Fourth PIPL Nest on Sauble ...... and Other Plovers on the Beach
Finally! The elusive fourth pair of Piping Plovers on Sauble Beach co-operated on Sunday afternoon, and posed for a few pictures.
Of course they had other things on their minds too...
This pair had 2 eggs in a scrape in the sand,
and a thoughtful beachgoer had placed twigs in a semicircle to protect the nest.
The birds were sitting on their eggs sporadically, feeding along the shore, and doing some mating as well, in preparation for Egg #3. The whole courting/mating ritual was typical of Piping Plovers.
First came the posturing and “dancing” by the male, within a few feet of the nest.
Then the male began his rapid goose-stepping beside the female, and the touching of her back with his foot.
After several minutes, the male flew up onto the female's back, continuing to take small steps in place with his feet.
And then they very quickly completed the actual “egg-making” part!
Once the whole procedure was finished, the female went back and sat on the 2 eggs in the scrape.
Many thanks to Alicia while all of this was happening ---she was the one who kept an eye on the unprotected nest for several hours until staff from MNRF came to install the mini exclosure. Once Hannah and Karen arrived, things moved quickly. As soon as the Plovers were away from the nest, the mini was placed carefully over the eggs and stakes were pounded into place.
Within minutes, one of the birds was back on the nest.
A rope perimeter was placed around a large area, signs were installed, and the Piping Plovers carried on as if nothing had happened. Their nest is now protected from predators, and they have an area around their mini that is off-limits to humans.

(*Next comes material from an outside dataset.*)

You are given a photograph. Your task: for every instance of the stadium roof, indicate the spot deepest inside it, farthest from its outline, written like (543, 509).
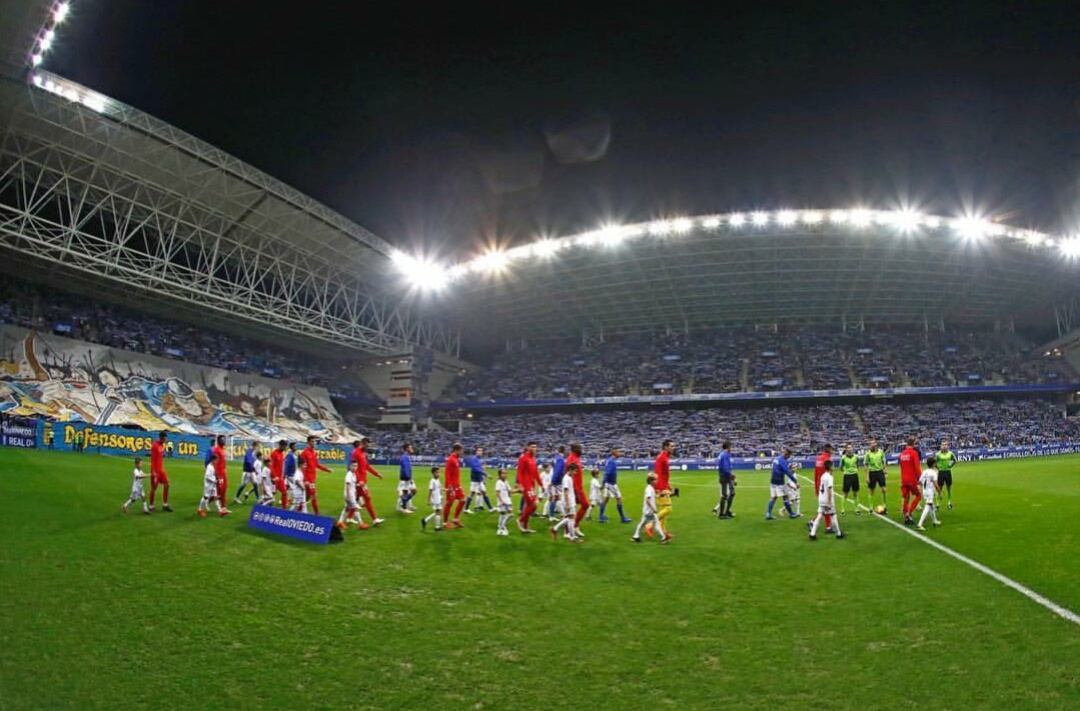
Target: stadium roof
(783, 267)
(100, 192)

I have included a few portraits of our newest couple on the beach. The male’s band combination is:
X (41 over 86 visible), Y/O/Y : O, Y (072)
His yellow band number is hard to read, as it is a bit faded. He also likes to play in the mud/sand/debris, so it wasn’t easy to get a clear shot of his ID numbers.
The female was much cleaner (!) and her bands are easier to read.
Her band combination is:
X (256 over 2650 visible -- upside down), B (173): -- , O, B.
I think she might have been trying to read her bands herself.....
She is the photogenic one of the two, and didn’t mind posing for a bit of a photo shoot. Her black markings are typical of a female Piping Plover -- thinner and lighter than the male’s dark black eyebrow and breastband. Other females on the beach are not so easily distinguishable from the males.
I took a few too many shots of this little female.
She was busily eating along the shoreline,
and keeping one eye on the sky for Merlins or other threats.
Along with the 8 Piping Plovers that are paired off and nesting were several other interesting birds. A Piping Plover appeared outside the perimeter of Nest 4, and had a few little spats with the male. I was only able to get one picture of him from the back. His bands are: X (2 over 2 visible), B (95 upside down) : --, O, O/B.
A Semipalmated Plover wandered along the shoreline.
And then we were treated to a few glimpses of a pair of Black-bellied Plovers on their way to the far north.
In this photo, the male is watching the sky in the same way that the Piping Plovers peer up sideways. All shorebirds have to be extremely vigilant, especially if Merlins are in the area. The Black-bellied Plovers were quite skittish, and we were only able to view them from a distance. Beautiful birds in their breeding plumage!
So ..... all in all, it was a busy Plover day on Sauble. The Semipalmated and Black-bellied Plovers will move on to the north. We will continue to hope for the best for the (now) 4 nesting pairs of Piping Plovers that have chosen to make Sauble Beach their home for the summer.